Developed by Stoic. Published by Stoic. Released January 14 2013. Available on PC.
The Banner Saga is a game that will immediately charm you before dunking your head in a bucket of ice cold water. It's a fascinating concept: A traditionally hardcore genre given mass appeal through the addition of beautiful art. It has a story that is, at times, heart-wrenchingly beautiful and emotionally appealing. It is also, at times, frustrating. One of these times, cripplingly, is the very beginning of the game. You're tossed into an immediately confusing situation: Who are these people? Why are they giants with horns? Why are they slaughtering the guys in red and not the other guys? Are they monsters? I think they're monsters. Oh. They're me. I'm playing them. Okay.
You'll have a similar experience about an hour in, when the game takes off the training wheels and plunges you headfirst into a screaming well of scalding difficulty. It's okay though, because you can change the difficulty mid-stride and figure it out. You have been dropped off into the middle of nowhere. You are a babe in this game's wilderness. If you're like a lot of people, this will be off-putting and you might want to quit. If you have the good fortune to be like me, you'll be filled with alternating terror and wonder and it will be great.
Trust me, you should do whatever you need to get through this difficult, confusing early stage. You should fight against the upsetting grind of its first difficult combat section. It is wholly worth it.
The Banner Saga's hand-drawn visuals and striking animation do wonders for it. They kept me immersed and intrigued the whole time. While the characters occasionally look like something out of Snow White (As if that were a bad thing!), that doesn't do anything to detract from the fantastical, mythical feel the story evokes. It has all the hallmarks of a good epic, from a large cast of distinct characters to a slowly burning reveal of plot elements that eventually comes to a powderkeg head. While playing, I keep notes on games I review. Here are the only notes I scribbled under "Graphics" for The Banner Saga: "hot damn. hot hot damn."
Sadly, the way the game is arranged occasionally distracts from this. A loading screen will sometimes crush into the middle of a short conversation disguised as a cutscene to transition it into a real cutscene, that then transitions into a static portrait dialogue where you choose options via another loading screen. It's a painfully clunky thing to experience. To be fair, the individual parts are really great, but twiddling your thumbs to an all black screen to view five seconds of animation isn't the thing you want to be suddenly doing when confronting world-ending evils.
The basic game is an interestingly lightweight turn-based tactics game, where you move your troops around the map using special abilities and expending limited resources to defeat enemies that usually outclass and outgun you. At the core of the system you're striking a balance between damaging an enemy's armor or health, appropriately wearing down the armor to do enough health damage and slay the opposition. Various statistics, and a willpower system that allows you to do a bit extra with characters, give it enough nuance to be fun without being mysteriously complicated and concerned with below the surface numbers or statistics. All your characters' stats are summed up in a neat column on the left hand side of the screen, with a reminder explanation just a click away at any time.

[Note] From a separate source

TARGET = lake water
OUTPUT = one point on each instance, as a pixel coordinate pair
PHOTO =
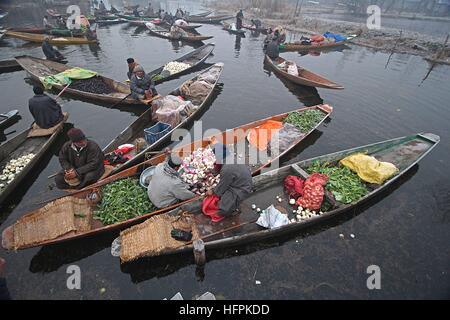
(405, 230)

And that's good, because on the more difficult settings this game is blisteringly hard. On normal difficulty or higher, injured characters have to sit out for a few days between fights, forcing you to chooose your battle party very carefully. Keeping particular characters up and fighting is a delicate balance of your priority to knock out high-value enemies, your long-term needs of front-line officers, and the AI's desperate desire to inflict lasting suffering on you.
The Banner Saga fights is divided between enjoyable on-rails RPG story and more decisive management of whatever convoy of characters you're traveling with at the time. The game as a whole is fairly linear - with much of the dialogue and conversation taking place no matter which characters are about and alive for it. Occasionally, a character's death can be surprising or even ridiculous, arising from a small choice you didn't think would have that effect. It's the danger of any RPG that has you make most of its choices through dialogue trees, and while it may be frustrating to some, it's a type of play that will be familiar to any Baldur's Gate fan. It was also deeply rewarding on my second playthrough of the game, as different choices fundamentally changed the course of events, as well as who lived and who died.
The game's biggest flaw in basic play is the "renown" currency that you earn from things you do and from defeating enemies. Renown is used for three things: buying items, buying supplies for your traveling caravan, and promoting your troops to higher ranks. While I understood the idea of making you choose between your troops and your followers, splitting funds between that and supply allowed for some strange situations and dead ends during playthroughs. It is entirely possible to get into unwinnable fights because you spent too much renown on supplies and items and not enough on promoting your statistics. More fundamentally, it simply was neither fun nor interesting to be denied character progression in the game because you needed to keep your seemingly arbitrary numbers of troops high enough for the events of the next town.
Recommendation: Fans of pretty things or Fire Emblem have an absolutely cannot-miss game in The Banner Saga.
Bottom Line: The hand-drawn visuals, interesting combat, and epic story mean The Banner Saga is crafted from flawless pieces - even if the final product is a little rough.